I would reserve some margin and not push the component to the limits.

Power dissipation (for the device, not the load) is given under the assumption that the temperature of the case of the fet is 25 degrees. As this is normally not the case, you have to reduce this also, based on your heat sink.

It seems this matter is new to you, please don’t hesitate to come back in case of doubts.

Saludos y mucha suerte con su circuito.

Does it not give a total power rating as well?
I'm pretty sure I saw it being around 90 watts for the IRF530 in TO-220 package...

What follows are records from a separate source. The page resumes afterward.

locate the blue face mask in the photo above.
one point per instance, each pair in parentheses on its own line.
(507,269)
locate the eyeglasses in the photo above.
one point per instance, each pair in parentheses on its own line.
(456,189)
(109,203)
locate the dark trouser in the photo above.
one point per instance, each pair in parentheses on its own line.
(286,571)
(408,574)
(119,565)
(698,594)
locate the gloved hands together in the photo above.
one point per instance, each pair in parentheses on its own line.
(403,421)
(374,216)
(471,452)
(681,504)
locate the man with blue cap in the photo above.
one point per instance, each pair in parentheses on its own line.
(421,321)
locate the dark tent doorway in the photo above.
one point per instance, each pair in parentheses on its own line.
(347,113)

Does it not give a total power rating as well?

Click to expand...

Yes, but the question was about achievable power to the load, not the device dissipation. As WimRFP pointed out, the
Safe Operation Area must be considered in this case. Maximum static power dissipation is just one limit line in the SOA
diagram. The said static 90 W is however a mostly theoretical value, because it assumes an infinite heatsink that doesn't
exist in a real application.

Thanks again.

We have to calculate how many IRF 510 we'd need to operate a 500 watt motor via a pwm circuit. We see that when the Mosfet IRF 510 is pulsed it can be used to transport higher currents. In fact in the datasheet it states 48 amps!!!!!!!!!!!!!!!!!!!! That seems impossible, can it be?

We are starting to look at more useful circuits which seem to present many more difficulties than the circuits we've done up to now. Any help will be most appreciated.

Thanks very much.

Where are you seeing those 48 amps? I think an IRF510/530 have about 4-6 amps of constant drain current.

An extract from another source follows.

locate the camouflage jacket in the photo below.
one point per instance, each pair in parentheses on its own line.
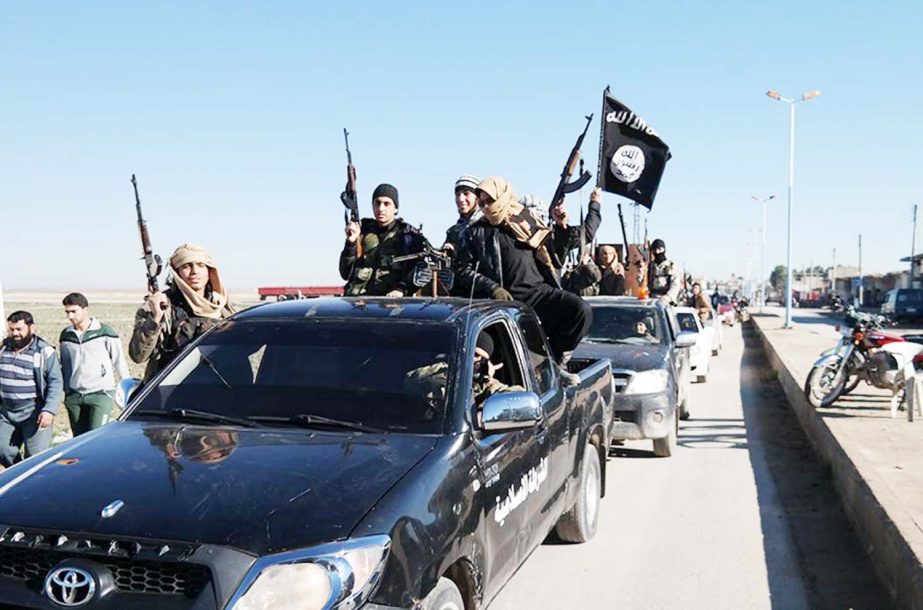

The 'pulsed' current may be higher, but that's at 10% duty cycle only.

You'er right! It states 20amps when pulsed.

Hello,

With regards to the DC motor, when using PWM, you can smoothly ramp-up the voltage to the desired level. This avoids the high inrush current what you get when you apply 100V directly to the motor.

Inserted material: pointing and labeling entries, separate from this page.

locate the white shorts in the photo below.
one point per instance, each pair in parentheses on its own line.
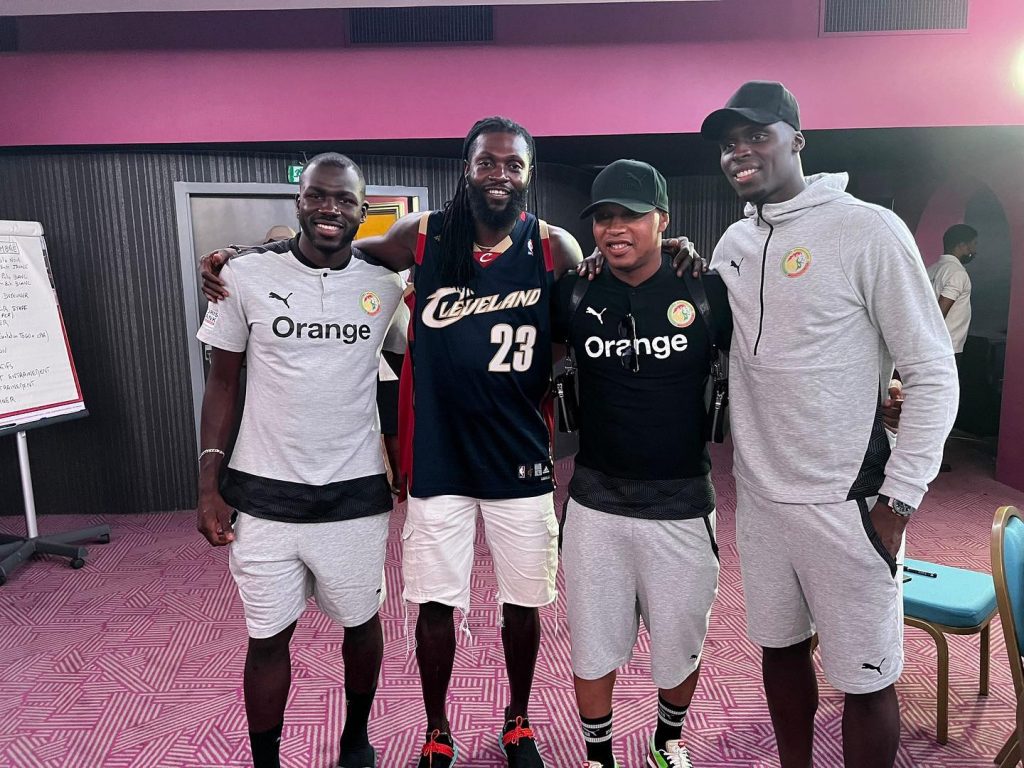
(278,565)
(621,568)
(437,549)
(820,567)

When paralleling mosfets, it is best to give each mosfet its own gate resistor to have better current sharing during turn-on and turn-off. You also have to find a good balance between the number of mosfets, switching frequency and heat sink requirements. Many mosfets reduce conduction loss (I^2*(total Rdson), hence your heat sink requirements will be less. Many mosfets need a more powerfull driver to avoid significant switching loss. Very fast switching may result is more EMC problems.

I don't know what sort of load the motor is driving, but when there is a change on jamming or other circumstance that may result in high current, you may add a current measuring circuit. Based on the measured current, you can control the PWM.

It will results in higher component cost, but you may consider EMC filtering between the power stage and the motor to avoid additional costs because of inconvenient EMC test results. It also enables you to make the current waveform less dependent on motor type and wiring (in case of long cables between power stage and motor).